Emerging applications, like electrical test rigs for automotive, require extremely fast large-signal torque responses. Conventional, low-complexity PID-like controllers are inadequate for that task, especially when associated with Internal Permanent Magnet Synchronous Motor (IPMSM) drives. This kind of motor mostly features a marked saliency ratio, which entails that both the d- and q-axis current take part in the torque generation. Therefore, the control algorithm must guarantee a fast and precise control over both the current components. It is currently straightforward to obtain a good current control under quasi steady state conditions, whereas it is not take for granted under quick and large variations of the torque reference. In this last condition, the current regulators are easily saturated by the voltage saturation of the inverter, even at low speed. PID controllers are not optimized to work under voltage saturation. Several solutions to this problem have been proposed in literature, but none of them addressed the topic in order to achieve the fastest possible response from the torque/current controller.

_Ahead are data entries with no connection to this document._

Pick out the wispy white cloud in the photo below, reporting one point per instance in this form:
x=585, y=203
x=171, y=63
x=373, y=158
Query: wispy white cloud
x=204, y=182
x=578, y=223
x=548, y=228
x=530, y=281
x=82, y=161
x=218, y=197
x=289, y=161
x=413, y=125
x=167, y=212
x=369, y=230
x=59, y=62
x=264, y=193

Two new solutions have been developed and proposed: the time optimal Current control (toCc) and the time optimal Torque control (toTc). They have been obtained by applying Pontryagin’s Optimal Control theory to a model of the IPMSM. The toCc guarantees the achievement of the fastest current response, while the toTc ensures the fastest torque response, both under voltage saturation. The novel controls are designed to work in parallel with any known current/torque control strategy. An algorithm decides when to use the conventional control and when to use the optimal control, according to the working conditions of the drive. Basically, the conventional control is enabled in steady or quasi steady state conditions, while the optimal control is enabled when large and fast torque variations are demanded.
This control strategy assures the fastest current/torque response after any demanded current/torque reference variation. It can be demonstrated that such a control exhibits faster response than hysteresis control, even if the latter is often considered the fastest control scheme.
The research study includes a theoretical analysis of the problem, as well as an extended set of simulations and experimental results documented in the following papers.
- N.Bianchi, S.Bolognani, M.Zigliotto, Time Optimal Current Control for PMSM Drives, Proceedings of IEEE International Conference on Industrial Electronics, Control and Instrumentation, IECON'02, Sevilla, Spain, 2002.
- S.Bolognani, L.Tubiana, M.Tomasini, M.Zigliotto, DSP-based Time Optimal Current Control for High Performance IPM Motor Drives, Proceedings of IEEE Annual Applied Power Electronics Conference, PESC'04, Aachen Germany, 2004.
- S.Bolognani, M.Ceschia, M.Tomasini, L.Tubiana, M.Zigliotto, //FPGA Implementation of a Recursive Algorithm for Time Optimal Control of AC Drives, (Invited Paper) 11th International Conference on Power Electronics and Motion Control, EPE-PEMC'04, Riga, Latvia, 2004.
- S.Bolognani, M.Tomasini, L.Tubiana, M.Zigliotto, Design and Implementation of a Minimum-Time Torque Control for IPM Motor Drives, Conference Records of IEEE Industry Application Society, IAS 2005, Hong Kong, PRC, 2005.